UN GIOVANE PROFESSORE, insegnante di musica in una scuola «in campagna», non dice il suo nome ma commenta: «È importante per i miei alunni che un loro professore li rappresenti in piazza, con idee chiare, con un popolo unito, cosciente delle necessità che abbiamo noi professori ma anche il resto dei cittadini, che sono in condizioni ancora peggiori». Nelle sue mani un cartello: «Sono un prof. Insegno a pensare, non a obbedire».

 

LA MANCANZA di organizzazione ha lasciato ogni gruppo alla propria sorte. Alcuni hanno cercato di arrivare alla Moneda (il palazzo del governo) ma le transenne e i militari che lanciavano gas ne impedivano l’avvicinamento. Al ritorno, gran parte delle strade continuavano a essere transennate, in altre la gente scappava, c’erano roghi, barricate, oltre a vetrine rotte di sportelli bancomat e negozi.

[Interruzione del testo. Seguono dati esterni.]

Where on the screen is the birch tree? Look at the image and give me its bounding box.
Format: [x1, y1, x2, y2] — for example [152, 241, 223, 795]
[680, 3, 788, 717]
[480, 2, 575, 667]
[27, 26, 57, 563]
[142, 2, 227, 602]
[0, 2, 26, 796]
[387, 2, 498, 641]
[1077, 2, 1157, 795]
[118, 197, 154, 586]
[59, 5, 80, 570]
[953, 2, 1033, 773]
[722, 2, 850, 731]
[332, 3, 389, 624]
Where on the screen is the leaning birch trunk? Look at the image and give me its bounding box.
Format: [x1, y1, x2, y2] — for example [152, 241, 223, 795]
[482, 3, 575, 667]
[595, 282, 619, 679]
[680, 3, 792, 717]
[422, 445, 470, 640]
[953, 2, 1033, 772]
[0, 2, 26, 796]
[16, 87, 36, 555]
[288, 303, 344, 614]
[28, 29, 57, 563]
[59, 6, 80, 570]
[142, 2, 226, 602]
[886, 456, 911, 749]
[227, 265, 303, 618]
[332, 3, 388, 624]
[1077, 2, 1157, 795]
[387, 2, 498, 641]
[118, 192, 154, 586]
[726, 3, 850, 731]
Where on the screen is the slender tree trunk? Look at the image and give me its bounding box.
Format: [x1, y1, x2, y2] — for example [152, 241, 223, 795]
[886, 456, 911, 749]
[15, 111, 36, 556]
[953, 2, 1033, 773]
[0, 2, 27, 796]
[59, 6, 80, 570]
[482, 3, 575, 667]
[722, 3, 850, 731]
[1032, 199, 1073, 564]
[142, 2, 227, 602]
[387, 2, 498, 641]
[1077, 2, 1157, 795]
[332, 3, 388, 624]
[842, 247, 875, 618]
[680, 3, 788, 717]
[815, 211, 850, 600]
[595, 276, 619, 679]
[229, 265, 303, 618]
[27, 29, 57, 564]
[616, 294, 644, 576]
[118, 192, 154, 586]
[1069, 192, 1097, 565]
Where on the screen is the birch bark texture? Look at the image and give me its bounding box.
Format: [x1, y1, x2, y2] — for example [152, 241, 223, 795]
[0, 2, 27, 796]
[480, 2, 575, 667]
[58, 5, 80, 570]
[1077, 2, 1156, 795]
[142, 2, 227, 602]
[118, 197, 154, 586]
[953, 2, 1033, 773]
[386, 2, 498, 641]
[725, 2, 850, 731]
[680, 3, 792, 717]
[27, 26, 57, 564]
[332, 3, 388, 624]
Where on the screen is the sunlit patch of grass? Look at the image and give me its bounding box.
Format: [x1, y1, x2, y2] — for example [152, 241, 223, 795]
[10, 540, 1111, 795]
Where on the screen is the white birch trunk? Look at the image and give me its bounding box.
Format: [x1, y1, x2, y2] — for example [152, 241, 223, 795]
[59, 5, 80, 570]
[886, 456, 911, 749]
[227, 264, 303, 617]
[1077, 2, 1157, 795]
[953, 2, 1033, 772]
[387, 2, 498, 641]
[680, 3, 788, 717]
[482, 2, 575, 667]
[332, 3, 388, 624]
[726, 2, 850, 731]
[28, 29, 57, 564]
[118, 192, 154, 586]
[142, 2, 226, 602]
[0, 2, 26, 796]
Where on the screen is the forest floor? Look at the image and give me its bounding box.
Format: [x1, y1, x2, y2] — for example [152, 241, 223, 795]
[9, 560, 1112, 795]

In serata è arrivato un altro messaggio di Piñera che non lascia dubbi sulla reale volontà di ascoltare le richieste della piazza. Appare tardivo – infatti – il suo annuncio della fine dello stato d’emergenza insieme a una «Agenda sociale» senza modifiche strutturali. Ad oggi il presidente governa con la Costituzione pinochetista, reprime con i militari sulle strade e, adesso, chiede la rinuncia ai suoi ministri nel tentativo di smarcarsi. Ma nelle strade insistono assestando il colpo «Piñera le tue mani sono sporche di sangue!».